The day after Schneider’s comments, the court issued additional guidance on eviction proceedings. The memo confounded landlord and tenant attorneys alike, who called it confusing and poorly drafted.

While landlords mulled plans for their own protests, tenants took to the streets to decry the reopening of housing courts in Brooklyn, Manhattan, the Bronx, Queens, Hempstead, Buffalo, Albany, Rochester and Binghamton. Legal assistance providers, affordable housing advocates and progressive groups said it could lead to the immediate filing of as many as 50,000 eviction cases.

Chief Judge Janet DiFiore seemed to address those concerns in a recorded message released Monday, although it alluded to the coronavirus risk from crowded courthouses, not from evictions.

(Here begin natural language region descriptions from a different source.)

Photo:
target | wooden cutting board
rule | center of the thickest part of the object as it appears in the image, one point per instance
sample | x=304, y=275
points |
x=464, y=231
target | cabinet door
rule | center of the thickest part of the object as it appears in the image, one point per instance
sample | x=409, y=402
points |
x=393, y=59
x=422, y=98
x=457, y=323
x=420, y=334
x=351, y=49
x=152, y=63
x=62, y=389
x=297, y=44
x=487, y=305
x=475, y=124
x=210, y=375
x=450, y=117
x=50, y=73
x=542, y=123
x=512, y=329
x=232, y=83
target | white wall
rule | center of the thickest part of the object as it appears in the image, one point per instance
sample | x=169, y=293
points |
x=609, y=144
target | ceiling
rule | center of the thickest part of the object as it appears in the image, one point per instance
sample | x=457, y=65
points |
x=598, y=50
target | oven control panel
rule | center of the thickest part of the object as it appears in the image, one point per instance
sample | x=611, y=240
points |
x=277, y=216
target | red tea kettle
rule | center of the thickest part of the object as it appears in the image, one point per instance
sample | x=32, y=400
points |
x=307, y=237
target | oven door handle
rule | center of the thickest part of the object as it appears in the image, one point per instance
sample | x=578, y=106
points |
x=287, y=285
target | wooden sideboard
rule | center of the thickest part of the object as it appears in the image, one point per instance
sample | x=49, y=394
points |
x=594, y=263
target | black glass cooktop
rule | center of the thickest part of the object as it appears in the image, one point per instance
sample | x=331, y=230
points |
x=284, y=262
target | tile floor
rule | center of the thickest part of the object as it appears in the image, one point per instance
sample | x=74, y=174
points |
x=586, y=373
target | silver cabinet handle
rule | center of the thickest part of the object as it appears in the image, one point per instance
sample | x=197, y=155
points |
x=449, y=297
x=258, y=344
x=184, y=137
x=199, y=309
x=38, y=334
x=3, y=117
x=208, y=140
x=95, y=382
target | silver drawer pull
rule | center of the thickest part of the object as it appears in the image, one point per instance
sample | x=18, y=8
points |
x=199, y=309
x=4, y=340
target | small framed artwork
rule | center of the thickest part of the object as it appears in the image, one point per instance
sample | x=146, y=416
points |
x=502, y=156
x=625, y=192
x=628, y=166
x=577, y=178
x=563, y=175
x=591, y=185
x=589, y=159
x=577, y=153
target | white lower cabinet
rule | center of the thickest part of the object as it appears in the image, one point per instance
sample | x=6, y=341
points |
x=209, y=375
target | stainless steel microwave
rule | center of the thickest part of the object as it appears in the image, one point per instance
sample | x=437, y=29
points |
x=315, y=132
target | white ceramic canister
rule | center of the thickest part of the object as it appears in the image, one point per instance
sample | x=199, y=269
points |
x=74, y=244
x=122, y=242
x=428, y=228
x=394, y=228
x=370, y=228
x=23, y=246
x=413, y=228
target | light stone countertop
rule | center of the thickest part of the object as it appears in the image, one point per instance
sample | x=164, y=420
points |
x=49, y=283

“In our housing courts, we know and understand that we must be careful to avoid any adverse public health consequences that could come with a sudden influx of cases involving crowds of unrepresented tenants appearing personally in our buildings,” DiFiore said. She added that “the proceeding will be stayed until further notice, consistent with the governor’s executive orders that are still in place.”

Adding to the uncertainty over evictions, a bill that would put eviction warrants on hold is still sitting on Cuomo’s desk, as of yet unsigned. The bill, dubbed the “Tenant Safe Harbor Act,” was sent to the governor Thursday.